「あっ、マスク持ってくるの忘れた!」
その言葉と共に私は慌ててバッグの中を探る。
「大丈夫だ。おっか持ってるから」
と、母は私に新しいマスクを手渡す。
「ありがとう!助かったよ」
このようなやり取りが日常茶飯事となった2020年。世界はすっかり変わった。
実際、私は販売員の仕事の解雇を言い渡され、現在も求職中だ。28歳の一人暮らし。焦燥感と自己嫌悪に駆られた私はとうとう心身のバランスを崩し、ベッドに伏せる日が多くなった。けれども幸い、実家は同じ市内にあったので、母が様子を見に来てくれたり食料の調達もしてくれたりして、本当に助けられた。一方で、家族や友人と離れて暮らす世界中の人々に対して心苦しく思ったりもした。

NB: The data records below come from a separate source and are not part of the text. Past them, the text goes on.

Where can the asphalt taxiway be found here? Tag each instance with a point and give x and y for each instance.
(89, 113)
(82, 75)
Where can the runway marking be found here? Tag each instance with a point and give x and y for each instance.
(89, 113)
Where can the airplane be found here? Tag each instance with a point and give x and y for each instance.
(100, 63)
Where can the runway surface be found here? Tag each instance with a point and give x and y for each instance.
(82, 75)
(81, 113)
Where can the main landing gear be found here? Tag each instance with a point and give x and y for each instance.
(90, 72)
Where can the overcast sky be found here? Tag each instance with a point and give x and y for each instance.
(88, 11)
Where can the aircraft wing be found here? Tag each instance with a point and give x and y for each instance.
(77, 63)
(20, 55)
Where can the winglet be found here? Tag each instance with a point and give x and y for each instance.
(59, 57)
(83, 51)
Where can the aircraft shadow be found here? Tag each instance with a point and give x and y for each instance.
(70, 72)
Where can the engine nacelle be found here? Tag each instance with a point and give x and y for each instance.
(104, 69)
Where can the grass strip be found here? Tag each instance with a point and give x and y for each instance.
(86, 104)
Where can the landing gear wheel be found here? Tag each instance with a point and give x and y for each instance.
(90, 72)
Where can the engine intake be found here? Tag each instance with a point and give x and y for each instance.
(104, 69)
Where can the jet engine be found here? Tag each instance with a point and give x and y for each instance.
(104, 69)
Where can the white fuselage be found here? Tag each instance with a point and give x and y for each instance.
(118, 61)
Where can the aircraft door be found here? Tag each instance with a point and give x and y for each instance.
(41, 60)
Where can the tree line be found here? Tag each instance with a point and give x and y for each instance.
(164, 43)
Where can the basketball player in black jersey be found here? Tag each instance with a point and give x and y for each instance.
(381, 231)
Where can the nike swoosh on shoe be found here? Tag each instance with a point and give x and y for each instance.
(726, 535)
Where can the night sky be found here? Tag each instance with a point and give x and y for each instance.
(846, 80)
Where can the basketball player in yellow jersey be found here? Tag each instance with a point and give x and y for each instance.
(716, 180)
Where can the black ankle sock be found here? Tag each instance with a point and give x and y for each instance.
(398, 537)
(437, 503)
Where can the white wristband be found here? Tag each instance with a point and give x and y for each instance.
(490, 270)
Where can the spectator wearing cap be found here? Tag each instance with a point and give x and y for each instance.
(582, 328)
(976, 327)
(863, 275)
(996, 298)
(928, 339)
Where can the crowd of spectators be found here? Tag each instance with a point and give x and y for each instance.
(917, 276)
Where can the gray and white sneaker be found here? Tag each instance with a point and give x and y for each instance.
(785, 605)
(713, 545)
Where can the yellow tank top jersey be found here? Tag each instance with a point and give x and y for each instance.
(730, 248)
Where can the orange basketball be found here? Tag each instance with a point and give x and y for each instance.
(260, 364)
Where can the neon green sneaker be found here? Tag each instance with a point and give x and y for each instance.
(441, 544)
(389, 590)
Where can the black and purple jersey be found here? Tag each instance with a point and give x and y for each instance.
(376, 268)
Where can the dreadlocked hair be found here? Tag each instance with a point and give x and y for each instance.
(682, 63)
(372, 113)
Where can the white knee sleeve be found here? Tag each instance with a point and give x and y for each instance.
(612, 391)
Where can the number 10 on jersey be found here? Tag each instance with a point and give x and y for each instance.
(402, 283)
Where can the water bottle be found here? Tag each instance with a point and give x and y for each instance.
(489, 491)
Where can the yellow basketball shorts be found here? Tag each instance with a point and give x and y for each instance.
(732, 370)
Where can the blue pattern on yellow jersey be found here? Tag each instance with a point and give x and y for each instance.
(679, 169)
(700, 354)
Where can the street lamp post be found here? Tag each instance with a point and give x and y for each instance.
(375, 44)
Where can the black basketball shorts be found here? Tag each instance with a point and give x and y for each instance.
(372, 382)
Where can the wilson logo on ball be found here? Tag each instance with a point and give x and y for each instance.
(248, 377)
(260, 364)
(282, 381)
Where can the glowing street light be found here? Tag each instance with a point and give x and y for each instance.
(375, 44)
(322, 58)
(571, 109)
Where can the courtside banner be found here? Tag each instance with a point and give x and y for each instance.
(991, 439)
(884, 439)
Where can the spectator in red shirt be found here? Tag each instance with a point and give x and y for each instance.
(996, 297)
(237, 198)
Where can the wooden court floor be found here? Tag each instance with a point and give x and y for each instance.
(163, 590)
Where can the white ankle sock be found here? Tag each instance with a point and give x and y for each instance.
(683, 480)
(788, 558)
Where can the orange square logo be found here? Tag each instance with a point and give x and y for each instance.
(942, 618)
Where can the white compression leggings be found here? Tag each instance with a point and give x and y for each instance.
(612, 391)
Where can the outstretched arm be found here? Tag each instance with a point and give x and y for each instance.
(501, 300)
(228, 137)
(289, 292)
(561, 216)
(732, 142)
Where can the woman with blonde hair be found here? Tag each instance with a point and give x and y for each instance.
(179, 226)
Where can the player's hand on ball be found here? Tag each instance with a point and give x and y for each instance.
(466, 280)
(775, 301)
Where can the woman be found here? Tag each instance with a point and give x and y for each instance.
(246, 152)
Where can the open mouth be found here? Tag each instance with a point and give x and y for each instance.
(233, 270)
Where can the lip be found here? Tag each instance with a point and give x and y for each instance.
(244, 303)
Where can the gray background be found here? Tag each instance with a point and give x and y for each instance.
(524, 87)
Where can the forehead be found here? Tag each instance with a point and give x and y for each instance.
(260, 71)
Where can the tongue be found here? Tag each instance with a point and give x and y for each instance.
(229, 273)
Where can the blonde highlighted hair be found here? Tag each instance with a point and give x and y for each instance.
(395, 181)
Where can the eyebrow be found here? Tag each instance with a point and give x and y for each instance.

家にこもる生活の中で、私の心の拠り所だったのは必然的に読書。読書といっても小説というよりは主に詩集だ。家から近い図書館へと足を運び、本棚にずらりと並ぶ詩集を吟味するのは幸せなひと時だった。
同時に詩の創作も自分の生きがいであった。
この鬱屈とした世の中と自分の気持ち。もともと友達が少ない私は、いつの間にか自分さえ良ければいいと思うようになっていた。
あっという間に夏は過ぎていき、すっかり季節は冬へと移り変わりつつある。その頃になると、私は体調を考慮し実家に寝泊まりすることが多くなっていた。
猛烈に詩が書きたくなった、早朝のできごと
ある日のこと。いつもより冷え込んだ早朝、新聞を取りに出た母が帰ってきて、
「もう葉っぱに霜が降りてたよ」
とほほ笑みながら言ったので
「これから冬になるんだね」
と私は当たり前のように答えた。それから時間を置いて、何気なく
「晴れたら霜は消えちゃうかな」
とつぶやく。
その一言がなぜだか自分の心にこだまする。
寒さのなかでみえる景色が妙に儚いのは、なぜだろう。それは私たちが心の鏡を見たせいだからなのだろうか。
ふわふわした綿毛のような霜。それを脱いだのなら今度はきらきらと葉を輝かせ、そして枯れていくだろう。
母との会話をきっかけに私は猛烈に詩が書きたくなった。
今だからこそ、みえるもの。今だからこそ、輝いているもの。現在や未来に託したいこと。惜しみのない生命力を全身で伝える葉っぱや木や自然たち。そんな思いを詩に表現したくなった。
「私も霜を見てくる!」
母にそう伝えて、急いで外へと出た。田舎なので町は静まり返り、やはり寒く、吐く息も白い。それでも私は全身で冷たい空気を大きく吸い込み、吐いた白い息の行方をまるで自分の分身のように思いながら見守った。体の内部が洗われた気がした。
詩を通して表現したい「今」
私はかねてから自分の詩集をつくるのが夢だった。けれど現実は厳しく、思うようにはいかないことのほうが圧倒的に多い。正直、そんな世の中を窮屈に感じてしまい、後ろ向きな考えに陥るときもある。
でも言いきかせる。
今だからこそみえるものがある。今だからこそ輝いているものがある、と。
それはとても危なっかしくて、儚くて、柔らかい心の部分なのかもしれない。きっと私自身も葉っぱと同じようなものなのだ。
私を覆う霜は美しくもあり滑稽でもあるのかもしれない。そんなことを自分に言いきかせてみると、卑屈になりかけていた自分の気持ちが和らいでいく気がしてくる。
私は詩を通して伝えたい。生きることの切なさや力強さや喜びを。
ありふれた言い方だけれど、言葉には力がある。きっと力のある言葉は、私がそうであったように、書いた人の顔を知らなくても味方してくれるはずだ。
2021年。季節のように照らしては吹き付ける「現実」をしっかりと踏みしめて、「今」を表現したいと思っている。